One thing, libertarians, is for sure: Twain did not share a Kinsellaesque disdain for intellectual property rights, as made clear by the 100 year freeze on the publication of this autobiography. IP notwithstanding, perhaps the most libertarian thing we can say of Twain is that he was a rugged individualist whose political inconsistencies reflect freethinking rather than commitment to groupthink or sycophancy. There is, I think, much wisdom to be had in Twain’s go-it-alone style.
Twain, like Ayn Rand, Robert Louis Stevenson, and Jack London, is one of those figures that the intelligentsia cannot seem to bury or dismiss despite concerted efforts to do so. Many a critic has condescended to Twain’s work only to make himself look, well, foolish. That’s because the homespun and folksy Twain packs quite the intellectual punch with his powerful and conversational prose. And because, even in death, Twain speaks to us like a redneck rascal who is, despite himself, smarter than us all.

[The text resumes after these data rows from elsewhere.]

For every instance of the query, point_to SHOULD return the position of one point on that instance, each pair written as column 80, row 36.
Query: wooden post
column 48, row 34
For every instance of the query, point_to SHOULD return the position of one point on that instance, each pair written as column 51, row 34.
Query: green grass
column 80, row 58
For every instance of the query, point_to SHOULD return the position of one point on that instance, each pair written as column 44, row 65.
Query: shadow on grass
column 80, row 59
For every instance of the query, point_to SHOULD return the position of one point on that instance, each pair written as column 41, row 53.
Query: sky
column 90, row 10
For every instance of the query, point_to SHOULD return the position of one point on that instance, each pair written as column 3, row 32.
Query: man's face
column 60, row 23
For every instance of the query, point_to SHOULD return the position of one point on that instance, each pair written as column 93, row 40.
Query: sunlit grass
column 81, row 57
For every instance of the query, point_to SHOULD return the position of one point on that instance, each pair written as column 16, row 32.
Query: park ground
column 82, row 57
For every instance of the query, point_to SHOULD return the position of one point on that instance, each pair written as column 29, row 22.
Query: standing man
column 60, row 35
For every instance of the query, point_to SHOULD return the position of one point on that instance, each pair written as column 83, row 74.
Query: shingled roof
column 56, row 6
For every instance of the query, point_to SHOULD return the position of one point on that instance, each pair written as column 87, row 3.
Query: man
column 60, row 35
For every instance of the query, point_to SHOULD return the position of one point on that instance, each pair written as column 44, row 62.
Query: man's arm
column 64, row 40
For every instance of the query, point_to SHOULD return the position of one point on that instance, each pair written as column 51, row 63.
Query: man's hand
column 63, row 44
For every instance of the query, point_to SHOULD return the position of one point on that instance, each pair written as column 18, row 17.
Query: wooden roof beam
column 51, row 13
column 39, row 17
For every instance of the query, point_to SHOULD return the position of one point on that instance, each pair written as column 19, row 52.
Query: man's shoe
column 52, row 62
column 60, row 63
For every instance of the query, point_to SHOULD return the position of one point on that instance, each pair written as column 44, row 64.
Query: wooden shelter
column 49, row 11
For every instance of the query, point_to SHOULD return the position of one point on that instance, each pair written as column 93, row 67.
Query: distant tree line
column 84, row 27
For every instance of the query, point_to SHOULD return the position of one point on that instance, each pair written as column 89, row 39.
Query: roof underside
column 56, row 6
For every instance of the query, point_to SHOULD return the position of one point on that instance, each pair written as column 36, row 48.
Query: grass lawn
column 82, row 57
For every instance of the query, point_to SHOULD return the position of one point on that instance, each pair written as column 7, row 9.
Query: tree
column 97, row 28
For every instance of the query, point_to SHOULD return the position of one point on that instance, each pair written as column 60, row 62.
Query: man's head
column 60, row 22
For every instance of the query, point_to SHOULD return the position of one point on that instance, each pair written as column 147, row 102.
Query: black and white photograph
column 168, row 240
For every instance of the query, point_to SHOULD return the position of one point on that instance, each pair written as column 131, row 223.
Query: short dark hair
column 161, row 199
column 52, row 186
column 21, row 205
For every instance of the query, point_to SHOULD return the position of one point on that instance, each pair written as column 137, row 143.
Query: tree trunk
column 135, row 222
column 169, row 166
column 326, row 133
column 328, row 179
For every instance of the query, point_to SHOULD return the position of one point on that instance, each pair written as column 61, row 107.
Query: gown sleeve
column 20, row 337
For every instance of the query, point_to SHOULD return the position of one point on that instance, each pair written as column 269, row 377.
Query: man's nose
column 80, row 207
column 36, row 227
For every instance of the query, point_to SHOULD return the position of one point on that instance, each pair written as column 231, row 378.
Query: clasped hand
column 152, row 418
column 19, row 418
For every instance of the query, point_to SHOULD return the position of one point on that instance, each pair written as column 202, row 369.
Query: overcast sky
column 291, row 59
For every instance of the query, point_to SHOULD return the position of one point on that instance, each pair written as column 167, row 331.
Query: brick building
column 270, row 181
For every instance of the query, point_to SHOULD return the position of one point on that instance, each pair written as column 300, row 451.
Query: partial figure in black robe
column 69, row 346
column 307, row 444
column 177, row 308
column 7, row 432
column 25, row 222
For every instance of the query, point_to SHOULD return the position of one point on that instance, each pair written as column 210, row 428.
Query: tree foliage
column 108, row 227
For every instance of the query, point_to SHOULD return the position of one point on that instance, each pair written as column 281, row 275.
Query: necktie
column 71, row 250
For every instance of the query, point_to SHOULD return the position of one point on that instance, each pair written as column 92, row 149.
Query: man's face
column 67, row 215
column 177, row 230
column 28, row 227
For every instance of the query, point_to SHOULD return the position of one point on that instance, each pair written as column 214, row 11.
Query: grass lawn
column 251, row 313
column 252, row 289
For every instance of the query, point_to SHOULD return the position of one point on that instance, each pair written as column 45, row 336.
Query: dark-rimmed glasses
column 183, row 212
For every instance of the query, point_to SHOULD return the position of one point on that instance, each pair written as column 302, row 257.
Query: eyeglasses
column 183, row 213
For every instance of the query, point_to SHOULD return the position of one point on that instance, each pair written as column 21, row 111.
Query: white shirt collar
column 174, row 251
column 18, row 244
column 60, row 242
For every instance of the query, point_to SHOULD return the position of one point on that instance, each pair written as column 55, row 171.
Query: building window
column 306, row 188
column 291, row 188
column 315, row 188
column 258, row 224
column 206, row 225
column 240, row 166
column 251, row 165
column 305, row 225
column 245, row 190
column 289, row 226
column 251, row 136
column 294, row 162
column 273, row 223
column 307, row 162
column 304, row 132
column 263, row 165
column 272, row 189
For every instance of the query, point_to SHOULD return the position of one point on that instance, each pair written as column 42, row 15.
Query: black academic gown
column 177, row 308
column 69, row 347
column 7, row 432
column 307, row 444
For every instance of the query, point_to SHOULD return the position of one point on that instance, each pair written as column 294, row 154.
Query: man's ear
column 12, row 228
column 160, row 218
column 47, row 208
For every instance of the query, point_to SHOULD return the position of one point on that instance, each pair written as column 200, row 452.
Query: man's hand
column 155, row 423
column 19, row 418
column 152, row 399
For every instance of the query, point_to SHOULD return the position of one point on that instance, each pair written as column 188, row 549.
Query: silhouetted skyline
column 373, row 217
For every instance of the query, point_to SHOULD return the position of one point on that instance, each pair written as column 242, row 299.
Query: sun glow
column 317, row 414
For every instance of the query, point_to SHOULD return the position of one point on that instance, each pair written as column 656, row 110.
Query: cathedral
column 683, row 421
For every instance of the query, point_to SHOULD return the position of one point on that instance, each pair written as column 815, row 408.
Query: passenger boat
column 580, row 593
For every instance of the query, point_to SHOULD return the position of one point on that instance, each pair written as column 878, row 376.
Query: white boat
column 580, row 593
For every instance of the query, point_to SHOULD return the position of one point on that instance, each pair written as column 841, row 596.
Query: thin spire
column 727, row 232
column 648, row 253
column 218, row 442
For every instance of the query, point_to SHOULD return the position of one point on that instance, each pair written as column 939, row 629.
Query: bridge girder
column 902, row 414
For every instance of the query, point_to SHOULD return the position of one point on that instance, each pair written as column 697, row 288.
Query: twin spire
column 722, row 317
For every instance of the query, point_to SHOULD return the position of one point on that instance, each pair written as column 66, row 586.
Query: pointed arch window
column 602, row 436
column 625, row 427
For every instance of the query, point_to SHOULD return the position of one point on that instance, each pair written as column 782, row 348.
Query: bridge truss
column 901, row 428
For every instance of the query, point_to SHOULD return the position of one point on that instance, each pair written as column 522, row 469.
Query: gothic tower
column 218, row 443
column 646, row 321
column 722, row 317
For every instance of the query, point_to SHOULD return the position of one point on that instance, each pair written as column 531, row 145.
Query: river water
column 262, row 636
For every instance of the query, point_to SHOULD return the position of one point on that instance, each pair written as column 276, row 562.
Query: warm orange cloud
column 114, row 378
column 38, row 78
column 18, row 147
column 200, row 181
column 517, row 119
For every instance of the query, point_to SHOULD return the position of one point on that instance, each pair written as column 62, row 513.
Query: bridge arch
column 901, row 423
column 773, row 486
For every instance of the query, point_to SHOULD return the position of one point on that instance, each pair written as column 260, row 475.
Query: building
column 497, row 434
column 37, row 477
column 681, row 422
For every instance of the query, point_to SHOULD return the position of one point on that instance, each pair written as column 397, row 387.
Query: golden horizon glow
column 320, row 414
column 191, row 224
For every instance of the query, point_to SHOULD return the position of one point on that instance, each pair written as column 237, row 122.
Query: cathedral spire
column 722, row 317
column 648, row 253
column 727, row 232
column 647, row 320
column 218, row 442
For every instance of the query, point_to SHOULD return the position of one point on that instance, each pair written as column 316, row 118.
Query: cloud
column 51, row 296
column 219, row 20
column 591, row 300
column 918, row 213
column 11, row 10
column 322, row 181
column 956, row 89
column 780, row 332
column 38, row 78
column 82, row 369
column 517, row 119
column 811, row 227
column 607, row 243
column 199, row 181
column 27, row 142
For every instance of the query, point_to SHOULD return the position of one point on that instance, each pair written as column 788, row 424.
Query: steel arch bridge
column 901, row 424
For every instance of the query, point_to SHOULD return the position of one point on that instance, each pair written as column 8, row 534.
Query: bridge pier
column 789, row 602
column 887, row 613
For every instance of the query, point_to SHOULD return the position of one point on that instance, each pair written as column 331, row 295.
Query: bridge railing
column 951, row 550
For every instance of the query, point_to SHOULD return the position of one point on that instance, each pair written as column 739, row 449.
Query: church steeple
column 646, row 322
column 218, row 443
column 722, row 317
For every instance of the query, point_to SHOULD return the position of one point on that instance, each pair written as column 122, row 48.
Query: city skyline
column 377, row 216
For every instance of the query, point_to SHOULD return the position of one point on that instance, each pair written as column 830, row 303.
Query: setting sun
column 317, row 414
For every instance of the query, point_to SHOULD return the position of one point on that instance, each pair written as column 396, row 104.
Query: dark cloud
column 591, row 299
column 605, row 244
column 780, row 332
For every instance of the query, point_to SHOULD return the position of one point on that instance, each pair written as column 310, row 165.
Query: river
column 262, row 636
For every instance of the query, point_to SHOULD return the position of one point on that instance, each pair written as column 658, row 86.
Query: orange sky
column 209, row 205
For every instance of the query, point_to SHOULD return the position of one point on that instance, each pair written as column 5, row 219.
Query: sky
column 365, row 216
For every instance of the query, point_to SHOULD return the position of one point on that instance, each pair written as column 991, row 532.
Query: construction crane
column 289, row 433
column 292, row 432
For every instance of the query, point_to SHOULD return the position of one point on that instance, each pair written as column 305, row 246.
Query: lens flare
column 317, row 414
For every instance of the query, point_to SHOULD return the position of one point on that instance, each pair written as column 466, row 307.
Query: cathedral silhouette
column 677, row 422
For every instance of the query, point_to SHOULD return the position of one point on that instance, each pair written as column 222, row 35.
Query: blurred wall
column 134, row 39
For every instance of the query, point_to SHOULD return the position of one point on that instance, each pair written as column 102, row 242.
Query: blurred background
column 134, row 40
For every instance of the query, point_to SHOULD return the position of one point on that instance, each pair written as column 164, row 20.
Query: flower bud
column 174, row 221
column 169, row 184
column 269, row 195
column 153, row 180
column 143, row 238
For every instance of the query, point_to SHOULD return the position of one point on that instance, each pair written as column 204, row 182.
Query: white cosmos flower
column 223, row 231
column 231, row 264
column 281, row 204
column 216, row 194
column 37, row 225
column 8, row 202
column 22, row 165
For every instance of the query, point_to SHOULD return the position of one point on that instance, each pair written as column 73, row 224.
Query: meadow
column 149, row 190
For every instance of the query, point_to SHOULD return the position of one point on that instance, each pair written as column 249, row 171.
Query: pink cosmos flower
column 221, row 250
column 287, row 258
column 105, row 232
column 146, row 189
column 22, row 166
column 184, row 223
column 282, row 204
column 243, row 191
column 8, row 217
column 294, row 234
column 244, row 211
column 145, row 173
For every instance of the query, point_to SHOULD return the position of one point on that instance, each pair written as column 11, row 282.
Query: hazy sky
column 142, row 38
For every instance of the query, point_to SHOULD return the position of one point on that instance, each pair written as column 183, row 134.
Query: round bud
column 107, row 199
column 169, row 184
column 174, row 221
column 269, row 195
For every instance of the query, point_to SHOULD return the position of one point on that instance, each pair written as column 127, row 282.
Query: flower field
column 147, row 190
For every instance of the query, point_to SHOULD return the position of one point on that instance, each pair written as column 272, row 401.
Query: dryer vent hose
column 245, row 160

In an age when canonicity is considered dubious, Twain persists in the American imagination as a literary giant. Faulkner called Twain the “father of American literature.” If Faulkner was right, then we owe a great deal of thanks to the editors of this volume, which tells us much about our father — who probably ain’t in heaven — that we did not know before. Kudos to the editors, and thanks above all to you, Mr. Twain. Wherever you are. It was well worth the wait.